Hidup memang penuh misteri, rasanya baru kemarin
bercengkrama bersama, hari ini aku sudah merasa sepi karena jiwa yang masih
dirundung kegelisahan mendalam. Rona bahagia yang membuat hati selalu merasa
senang, bisa begitu saja berubah menjadi lamunan panjang dan menyisakan
keraguan, apa sebenarnya yang harus dilakukan untuk bisa merasakan ketenangan
hidup? Rahasia alam sungguh penuh kejutan, tanpa terpikirkan manusia bisa saja
tersenyum penuh rona bahagia, namun dalam waktu singkat, itu semua bisa berubah
menjadi nestapa. Aku masih ingat jelas, beberapa waktu lalu, ketika Dila
mengajakkku ke rumah temannya, tak lama waktu bersela, aku menemukan
kebahagiaan baru disana. Menunduk sambil mangut-mangut tersipu bahagia hingga
tersadar saat Difa menepuk pundakku.
Pada suatu siang yang tak terasa terik, saat
matahari masih bersembunyi dan terlihat malu-malu untuk menampakkan diri, masih
dengan ditemani laju rindu dan asa ingin bertemu, aku termangu duduk tak
bersila dengan setia menunggu hadirmu. Meski sesekali aku merasa terbata-bata
mengharap kau hadir, namun batinku masih setia. Yakinku bahwa lelah itu akan
mempertemukan kita. Dalam dekap sederhana, tak lelah aku menengadahkan kedua
tanganku dan terus berharap bahwa kau akan hadir didepanku. Berharap setelah
melihat wajahmu, akan menjadi memori indah penuh rona dalam hatiku. Aku rindu
tutur sapamu, aku rindu tatapan matamu, hingga aku benar-benar rindu untuk bisa
sekedar bertemu denganmu, meski hanya untuk melepas rindu. Aku rindu dengan
semua cerita-cerita yang pernah kau beberkan saat kita bertemu, hingga aku
benar-benar merindu untuk bisa menyandarkan semua bebanku di pundak gagahmu, Rangga.

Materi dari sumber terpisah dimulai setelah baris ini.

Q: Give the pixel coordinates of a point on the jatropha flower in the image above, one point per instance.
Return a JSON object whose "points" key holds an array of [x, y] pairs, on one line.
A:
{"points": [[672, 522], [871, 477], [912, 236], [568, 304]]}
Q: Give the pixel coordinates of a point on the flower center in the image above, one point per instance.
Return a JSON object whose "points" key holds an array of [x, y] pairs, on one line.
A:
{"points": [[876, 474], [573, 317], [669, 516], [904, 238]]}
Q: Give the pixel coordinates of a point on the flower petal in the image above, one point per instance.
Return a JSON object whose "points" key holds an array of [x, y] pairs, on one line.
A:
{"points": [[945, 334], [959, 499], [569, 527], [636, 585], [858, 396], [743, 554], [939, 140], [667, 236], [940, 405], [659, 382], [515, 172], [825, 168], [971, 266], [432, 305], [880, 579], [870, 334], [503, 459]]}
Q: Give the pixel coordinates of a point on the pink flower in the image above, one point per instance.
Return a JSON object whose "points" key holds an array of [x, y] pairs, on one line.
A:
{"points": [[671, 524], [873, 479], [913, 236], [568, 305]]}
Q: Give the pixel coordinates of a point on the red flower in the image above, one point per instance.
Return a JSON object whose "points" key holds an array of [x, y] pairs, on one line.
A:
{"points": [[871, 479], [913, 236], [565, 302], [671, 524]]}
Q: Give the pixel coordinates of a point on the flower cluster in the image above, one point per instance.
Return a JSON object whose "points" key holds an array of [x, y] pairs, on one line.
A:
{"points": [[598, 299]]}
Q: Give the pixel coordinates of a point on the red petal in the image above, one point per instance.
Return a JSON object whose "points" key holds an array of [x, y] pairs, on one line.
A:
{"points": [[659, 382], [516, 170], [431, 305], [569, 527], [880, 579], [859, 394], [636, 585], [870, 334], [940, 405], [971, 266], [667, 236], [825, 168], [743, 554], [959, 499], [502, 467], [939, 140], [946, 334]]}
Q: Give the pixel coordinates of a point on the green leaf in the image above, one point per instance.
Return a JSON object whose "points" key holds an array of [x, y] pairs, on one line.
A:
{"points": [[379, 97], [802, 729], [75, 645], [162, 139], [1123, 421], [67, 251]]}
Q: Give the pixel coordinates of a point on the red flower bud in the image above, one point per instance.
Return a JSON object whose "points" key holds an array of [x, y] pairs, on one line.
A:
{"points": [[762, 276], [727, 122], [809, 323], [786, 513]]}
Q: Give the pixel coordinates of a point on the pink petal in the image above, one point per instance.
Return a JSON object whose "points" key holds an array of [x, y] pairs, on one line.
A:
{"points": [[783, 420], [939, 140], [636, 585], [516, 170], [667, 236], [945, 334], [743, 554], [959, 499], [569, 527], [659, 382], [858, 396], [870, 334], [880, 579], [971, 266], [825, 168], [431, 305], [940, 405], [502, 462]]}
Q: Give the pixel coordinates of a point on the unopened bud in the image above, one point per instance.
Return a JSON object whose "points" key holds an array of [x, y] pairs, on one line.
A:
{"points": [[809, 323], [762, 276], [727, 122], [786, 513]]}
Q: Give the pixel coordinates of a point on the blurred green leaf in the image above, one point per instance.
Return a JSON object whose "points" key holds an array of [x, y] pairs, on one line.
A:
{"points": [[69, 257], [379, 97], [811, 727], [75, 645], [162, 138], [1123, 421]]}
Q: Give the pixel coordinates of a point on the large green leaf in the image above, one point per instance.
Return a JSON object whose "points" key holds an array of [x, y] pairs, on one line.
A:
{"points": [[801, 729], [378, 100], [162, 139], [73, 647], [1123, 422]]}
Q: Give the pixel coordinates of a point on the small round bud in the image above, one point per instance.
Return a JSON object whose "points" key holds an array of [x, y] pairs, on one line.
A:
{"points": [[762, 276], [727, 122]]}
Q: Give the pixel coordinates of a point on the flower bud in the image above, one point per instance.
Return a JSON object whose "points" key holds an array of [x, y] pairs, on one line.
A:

Apakah aku terlalu berani merindukan sosok
sepertimu, yang mungkin tak pernah terlintas dalam benakmu dan memikirkan hal
yang sama seperti apa yang masih kupikirkan hingga saat ini. Apakah hanya aku
yang berharap akhir kisah yang indah? Masihkah kau mengingat bayangan angan
yang bersama kita hias dan kita sematkan dalam hati kita, aku semakin tak kuasa
menahan tangisku. Memikirkanmu, berujar tentang seorang pendamping hidup yang
hingga saat ini tak memberiku kabar, jauh hilang dibawa segudang kesibukan. Aku
cemas dengan pikiran yang terkadang begitu rumit, mencari-cari alasan hingga
kutemukan alasan untuk bertahan menantimu, menanti jawabanmu atas goresan
noktak-noktah hitam yang akan menjadi hiasan masa depan kita. Meski sering
kurasakan letih tak berkesudahan, namun bayanganmu tak bisa aku hapuskan, aku
masih percaya kau akan menjawab semua mimpi-mimpi kita. Kadang hati kecilku
merasa terendam terabaikan olehmu, namun aku tak bisa berbohong, jika aku masih
saja setia menantimu datang kembali dengan jawaban yang sama, dengan takdir
hidup yang bahagia. Jiwaku sungguh penuh lara, namun seketika ia hilang karena
kau telah melukiskan noktah rasa indah yang menari-nari didalamnya. Sebahagia
dan serumit inikah perasaan cinta?
“Sudahlah Anin, jangan kau aduk bahagia dan sedihmu,
tidak baik. Biarkan saja dia berlalu, atau kau akan lebih menderita jika terus
berharap padanya.” Suara Dila mengagetkanku saat masih duduk diam termangu
tanpa ekspresi di ruang tamu. Entah sudah berapa jam aku melamun, mengingat
lambaian kenangan masa lalu. Seperti tak cukup usia jika aku membayangkan itu
semua.
“Salahkah jika aku berharap?” aku mencoba memberikan
pembelaan diri.
“Tidak Anin, tidak ada yang salah.”
“Lalu, kenapa berkata demikian?”
“Aku ingin kau lebih dewasa dan terbuka dalam
bersikap Anin. Tidak perlu kau rangkai kata-kata manis untuk menunjukkan kau
sedang bahagia, bahagiamu jelas terlihat. Namun, kau harus lebih membuka
matamu, lihat siapa yang kau harapkan. Bersandarlah pada pilihan yang
realistis, ini bukan dunia dongeng Anin, bangun!”
“Maksudmu?!”
“Kau hanya perlu membaca setiap kemungkinan yang
terjadi, jangan berharap lebih pada yang tak pasti. Itu justru akan melukai
hatimu.”
“Tapi, aku berharap dia yang terbaik Dil, apa tidak
boleh?”
“Mengharapkan yang terbaik akan selalu diikuti
dengan usaha perbaikan diri, bukan melamun, tersenyum sendiri sepanjang hari.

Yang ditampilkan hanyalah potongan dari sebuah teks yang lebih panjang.